Assuming you intend to retire in SG, you can do a 50:50 split between SG and non-SG etfs.
That’s one idea. I’m not a fan and suggest avoiding any more than 20% (one fifth of stock investing) in any one country’s stock market until you get within 7 to 10 years of drawdown age. Then you’d start gradually, steadily adjusting your portfolio for retirement.
During accumulatin phase I’d be in this sort of posture:
~20% bonds/bond-likes (CPF, SSBs, MBH, possibly a bit of CORP for a large portfolio)
~80% stocks/stock-likes (including the equity in your home), of which
no more than 20% (16% of total) is the lowest cost stock index fund in your expected retirement country (ES3 if Singapore)
the rest in IWDA or VWRD
but if IWDA, you may wish to add a small percentage (10% of IWDA) in EIMI
The above assumes non-U.S. personhood.
Starting 7+ years before drawdown age (10 if you’re an ultra conservative investor),
gradually and steadily adjust your portfolio so it converges to this portfolio at your drawdown age:
~70% bonds/bond-likes (with a small portion in international bonds, such as CORP)

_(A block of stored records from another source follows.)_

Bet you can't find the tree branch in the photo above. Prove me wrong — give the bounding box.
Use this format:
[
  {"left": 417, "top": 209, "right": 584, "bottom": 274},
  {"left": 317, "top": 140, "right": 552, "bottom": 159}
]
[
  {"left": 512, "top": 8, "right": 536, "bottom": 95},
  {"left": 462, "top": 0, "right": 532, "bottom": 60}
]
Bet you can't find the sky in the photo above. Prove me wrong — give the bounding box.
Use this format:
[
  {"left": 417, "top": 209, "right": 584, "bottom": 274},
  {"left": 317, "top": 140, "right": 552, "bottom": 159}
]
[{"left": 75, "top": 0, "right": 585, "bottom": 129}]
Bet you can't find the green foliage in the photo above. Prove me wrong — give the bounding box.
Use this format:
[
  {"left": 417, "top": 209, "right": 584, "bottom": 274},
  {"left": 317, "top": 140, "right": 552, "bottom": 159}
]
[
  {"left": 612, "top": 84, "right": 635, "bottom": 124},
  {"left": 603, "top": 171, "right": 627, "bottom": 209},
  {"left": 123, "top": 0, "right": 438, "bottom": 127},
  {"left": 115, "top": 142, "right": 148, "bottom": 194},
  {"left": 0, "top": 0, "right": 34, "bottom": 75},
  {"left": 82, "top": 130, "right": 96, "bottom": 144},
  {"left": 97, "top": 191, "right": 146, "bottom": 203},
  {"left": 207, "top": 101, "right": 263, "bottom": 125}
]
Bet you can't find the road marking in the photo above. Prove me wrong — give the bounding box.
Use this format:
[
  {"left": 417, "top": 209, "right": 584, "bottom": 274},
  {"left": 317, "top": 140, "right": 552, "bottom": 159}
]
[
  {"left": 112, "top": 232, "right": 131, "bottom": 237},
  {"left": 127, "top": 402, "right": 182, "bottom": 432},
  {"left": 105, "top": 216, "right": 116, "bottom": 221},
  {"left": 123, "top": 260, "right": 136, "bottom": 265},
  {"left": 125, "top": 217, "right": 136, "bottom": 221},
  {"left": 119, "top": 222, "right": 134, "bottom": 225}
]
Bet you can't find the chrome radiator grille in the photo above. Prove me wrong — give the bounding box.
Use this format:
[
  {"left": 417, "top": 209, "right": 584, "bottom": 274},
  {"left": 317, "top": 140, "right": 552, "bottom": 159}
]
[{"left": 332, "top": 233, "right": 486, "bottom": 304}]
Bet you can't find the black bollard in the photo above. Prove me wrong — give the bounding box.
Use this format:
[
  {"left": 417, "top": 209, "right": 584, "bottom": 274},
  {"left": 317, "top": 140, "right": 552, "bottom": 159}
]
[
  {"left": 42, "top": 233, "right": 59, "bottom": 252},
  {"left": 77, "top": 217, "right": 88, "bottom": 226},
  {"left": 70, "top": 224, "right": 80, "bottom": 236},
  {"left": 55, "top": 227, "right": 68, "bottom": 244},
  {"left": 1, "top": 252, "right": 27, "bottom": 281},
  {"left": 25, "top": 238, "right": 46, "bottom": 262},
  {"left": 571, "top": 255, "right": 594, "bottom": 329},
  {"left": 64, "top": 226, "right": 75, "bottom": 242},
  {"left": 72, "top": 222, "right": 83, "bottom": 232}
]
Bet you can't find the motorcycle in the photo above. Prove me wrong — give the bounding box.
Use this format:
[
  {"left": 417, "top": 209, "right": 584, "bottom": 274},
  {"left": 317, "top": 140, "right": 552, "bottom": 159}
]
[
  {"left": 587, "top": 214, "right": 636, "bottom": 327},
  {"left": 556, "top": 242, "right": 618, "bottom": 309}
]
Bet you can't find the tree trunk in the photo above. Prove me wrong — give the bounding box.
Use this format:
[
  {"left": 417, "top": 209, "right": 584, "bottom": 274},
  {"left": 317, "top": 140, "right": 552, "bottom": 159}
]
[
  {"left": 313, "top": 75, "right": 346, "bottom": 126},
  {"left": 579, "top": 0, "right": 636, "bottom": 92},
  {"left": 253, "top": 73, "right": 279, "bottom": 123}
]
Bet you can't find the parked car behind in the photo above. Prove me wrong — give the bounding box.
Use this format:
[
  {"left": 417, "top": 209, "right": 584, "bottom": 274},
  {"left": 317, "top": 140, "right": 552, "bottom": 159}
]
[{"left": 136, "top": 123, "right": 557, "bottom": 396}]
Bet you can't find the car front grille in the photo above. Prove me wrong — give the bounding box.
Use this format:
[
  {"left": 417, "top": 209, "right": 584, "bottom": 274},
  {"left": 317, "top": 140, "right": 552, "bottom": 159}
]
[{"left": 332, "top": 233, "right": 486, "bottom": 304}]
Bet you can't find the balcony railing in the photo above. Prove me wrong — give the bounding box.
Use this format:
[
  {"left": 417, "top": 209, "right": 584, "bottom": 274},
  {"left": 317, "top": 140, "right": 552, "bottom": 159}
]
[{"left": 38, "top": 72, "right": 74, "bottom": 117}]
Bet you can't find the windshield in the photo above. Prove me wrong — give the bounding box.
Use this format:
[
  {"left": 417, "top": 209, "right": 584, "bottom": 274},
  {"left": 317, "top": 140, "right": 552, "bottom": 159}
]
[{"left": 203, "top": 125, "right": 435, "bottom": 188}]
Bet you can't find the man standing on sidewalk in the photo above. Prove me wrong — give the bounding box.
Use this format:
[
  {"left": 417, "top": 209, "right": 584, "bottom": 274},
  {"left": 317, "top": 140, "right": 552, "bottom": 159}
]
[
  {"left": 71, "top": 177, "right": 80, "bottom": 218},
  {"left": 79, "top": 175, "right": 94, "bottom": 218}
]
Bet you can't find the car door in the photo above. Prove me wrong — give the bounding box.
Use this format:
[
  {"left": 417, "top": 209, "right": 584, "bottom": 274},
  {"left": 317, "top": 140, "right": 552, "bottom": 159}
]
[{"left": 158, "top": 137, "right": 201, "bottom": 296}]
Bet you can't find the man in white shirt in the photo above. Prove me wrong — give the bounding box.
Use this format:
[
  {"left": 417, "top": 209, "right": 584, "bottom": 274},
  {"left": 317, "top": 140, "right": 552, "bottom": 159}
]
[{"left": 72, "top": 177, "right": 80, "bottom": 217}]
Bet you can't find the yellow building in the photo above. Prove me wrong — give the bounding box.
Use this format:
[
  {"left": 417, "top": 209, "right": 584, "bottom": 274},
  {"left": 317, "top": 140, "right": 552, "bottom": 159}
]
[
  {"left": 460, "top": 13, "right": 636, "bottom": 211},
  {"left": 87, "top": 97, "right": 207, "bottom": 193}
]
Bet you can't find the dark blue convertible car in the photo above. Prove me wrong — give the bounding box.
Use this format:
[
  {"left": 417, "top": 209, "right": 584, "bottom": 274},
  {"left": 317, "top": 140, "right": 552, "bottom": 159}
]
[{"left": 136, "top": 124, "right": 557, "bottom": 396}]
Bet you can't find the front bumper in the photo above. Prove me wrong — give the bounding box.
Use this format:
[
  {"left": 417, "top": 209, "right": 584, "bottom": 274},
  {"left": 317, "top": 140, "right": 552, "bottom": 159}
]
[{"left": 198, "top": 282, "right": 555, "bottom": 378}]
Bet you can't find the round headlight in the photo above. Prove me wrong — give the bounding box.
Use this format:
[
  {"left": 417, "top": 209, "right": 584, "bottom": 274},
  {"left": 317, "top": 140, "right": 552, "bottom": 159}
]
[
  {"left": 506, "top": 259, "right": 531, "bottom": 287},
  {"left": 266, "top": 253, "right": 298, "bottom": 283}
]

~30% stocks/stock-likes, of which
50% is the lowest cost stock index fund in your retirement country (ES3 if Singapore)
50% is IWDA(+EIMI) or VWRD
You can exclude your fully paid primary residence from drawdown portfolio consideration if you wish. It is stock-like, but I’d be OK with that posture even without counting the primary residence.
These are all my “rules of thumb,” with a lot of professionals backing the basic concepts behind them. Rules of thumb should be adjusted if your situation is peculiar in some way. For example, if you expect to split your time evenly between two retirement countries in two different currency zones — half in Europe and half in Singapore, for example — then your investment posture should be adjusted to reflect that expectation. As another example, if your country’s bond market is terrible (because its currency is terrible, for example), then boost the global bond holding portion to compensate. (Singapore has a quality currency and a small but functional investment grade and high quality sovereign bond market.)